ジョシュアの策略。

May 25, 2018

ジョシュア・ブライアントの戦略と不安要素。

 

ジョシュアは焦っていた。四方から暴動者に攻められる事を、抑える術を持っていなかった為に。

北の暴動群は野蛮で暴力的だった。東の暴動群は信仰の力で多くの若年層の民を集め最大の規模に膨れ上がっていた。西の暴動群は戦術に長けていた。南の暴動群は最小規模であったが民の心に強く影響を与えていた。

 

ジョシュアが一番に嫌ったのが南の暴動群であり、一番に押し潰したかったのが北の暴動群だった。その為、西と北を同時に相手にする事は一番避けたいと考えていた。

ジョシュアは考えた。もし自分が北の暴動群ならどこを攻め入ってくるかを。城か、それとも、兵士の駐屯する各地域か?悩み続けたが全くつかめなかった。ある時、各地域に派遣していた部下達が報告に自分のところに集まるのを何気なく観ていた事で気づいた。「そうか、そうだ、そうすればいいんだ」。ジョシュアは、攻め入られる場所を予測するのではなく、攻め入る場所を提示してやればいいことに。

 

古城アトラスカトラスは、監獄として使用されているが、本来は外部からの侵攻にそなえて、王族達の篭城の城、最後の砦としての役割があった。難攻不落の老牢アトラスカトラスと呼ばれていた、この城は断崖絶壁に浮き上がる様に聳え立っていた。中に入るには一本の吊橋だけであった。

 

ジョシュアはこの城に各地域で捕らえた暴動者を集めた。その情報を北の暴動群と西の暴動群に洩らした。その事によって、しばらく暴動群は混乱を招いたが、それぞれの考えで動き始めた。ジョシュアの策にはまったのだった。北の暴動群は古城アトラスカトラスに進軍した。同時に西の暴動群も本拠地を後にした。北の暴動群に加勢する為にであった。ジョシュアはここで策をしかけた。

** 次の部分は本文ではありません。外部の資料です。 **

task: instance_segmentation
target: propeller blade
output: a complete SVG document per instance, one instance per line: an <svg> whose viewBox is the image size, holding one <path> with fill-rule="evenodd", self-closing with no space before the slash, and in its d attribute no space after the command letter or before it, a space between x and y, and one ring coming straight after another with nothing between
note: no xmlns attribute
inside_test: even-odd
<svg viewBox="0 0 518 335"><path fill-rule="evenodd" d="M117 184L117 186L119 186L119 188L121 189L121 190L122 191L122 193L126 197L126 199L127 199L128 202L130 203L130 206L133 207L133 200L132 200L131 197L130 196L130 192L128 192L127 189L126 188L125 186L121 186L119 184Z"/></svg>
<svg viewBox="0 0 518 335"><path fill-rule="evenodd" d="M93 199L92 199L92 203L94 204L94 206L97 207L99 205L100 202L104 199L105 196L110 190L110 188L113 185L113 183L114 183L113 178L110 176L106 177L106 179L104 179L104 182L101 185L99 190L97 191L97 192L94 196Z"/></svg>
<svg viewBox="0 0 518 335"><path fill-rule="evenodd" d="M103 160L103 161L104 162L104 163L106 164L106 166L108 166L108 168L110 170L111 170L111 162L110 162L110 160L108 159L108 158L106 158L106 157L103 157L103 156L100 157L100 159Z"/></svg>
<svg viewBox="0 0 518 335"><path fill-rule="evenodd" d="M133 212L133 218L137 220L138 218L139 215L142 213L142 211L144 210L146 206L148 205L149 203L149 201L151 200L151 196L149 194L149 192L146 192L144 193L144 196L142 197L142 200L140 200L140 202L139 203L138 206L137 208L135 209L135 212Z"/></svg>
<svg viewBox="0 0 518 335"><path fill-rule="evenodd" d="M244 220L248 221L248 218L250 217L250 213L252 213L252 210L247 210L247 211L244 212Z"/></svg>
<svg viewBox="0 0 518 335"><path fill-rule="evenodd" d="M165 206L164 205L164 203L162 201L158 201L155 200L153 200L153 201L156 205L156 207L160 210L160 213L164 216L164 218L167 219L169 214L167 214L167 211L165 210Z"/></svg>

北の暴動群には、西の暴動群が順調に援軍としてアトラスカトラスに向かっていると。そして、西の暴動群にはアトラスカトラスの情報は、全て仕組まれていたことだと、古城アトラスカトラスは廃墟の城であったと、北の暴動群を装って偽の情報を提供した。

 

北の暴動群は西からの援軍を待ちわびていた。北の暴動群には時間が決められていたからだ。それは月詠みの魔女クライシスの力が最大に発揮される満月の夜を逃すことができなかったからだ。北の暴動群は、表れない西の援軍を待たずに、満月の夜に古城アトラスカトラスに攻撃を開始した。しかし、不運にも開戦直後から雨雲が集まりだした。厚い雲に覆われた満月は見えなくなっていった。月詠みの魔女の力が発揮されないまま城門に辿り着くことなく北の暴動群は鎮圧されてしまった。生き残った者はいなかった。殆どが谷底に放り投げられたのだ。時と同じとして、西の暴動群は、偽の情報を信じて古城アトラスカトラスへの道を行かずに、東の暴動群に向かっていた。ジョシュアの狙いはダイアン・ガードナーであった。大地の魔女ダイアン・ガードナーは泥人形を操るのが得意であった。

 

ジョシュアは西の暴動群を谷間の獣道に誘き寄せる事に成功した。その時に上流の川を決壊させた。水に流されていく者は放置し、岸辺に辿り着く者は矢で射抜いていった。射抜かれた死体も、流されて溺れた死体も全て調べさせた。ダイアン・ガードナーが死んだかどうかを。しかし、捜索の結果ダイアン・ガードナーの遺体は発見されなかった。それでも、ジョシュアは策を成し遂げた。しかし、大きな不安を残してしまった。

 

ジョシュアには2つの不安があった。アトラスカトラスからの報告では、月詠みの魔女クライシス・ダルクの遺体を確認したが、遺体が突然と消えたとあった。遺体が発見されていない化身の魔女ヨゼフィーネ・ダルクがクライシスの遺体を持ち去ったとジョシュアは推測した。ダイアン・ガードナーとヨゼフィーネ・ダルクは、ジョシュアにとって大きな不安として残ってしまった。そして、最大の不安は、姿を現さないピアノ弾きの魔女ララ・マルガレータであった。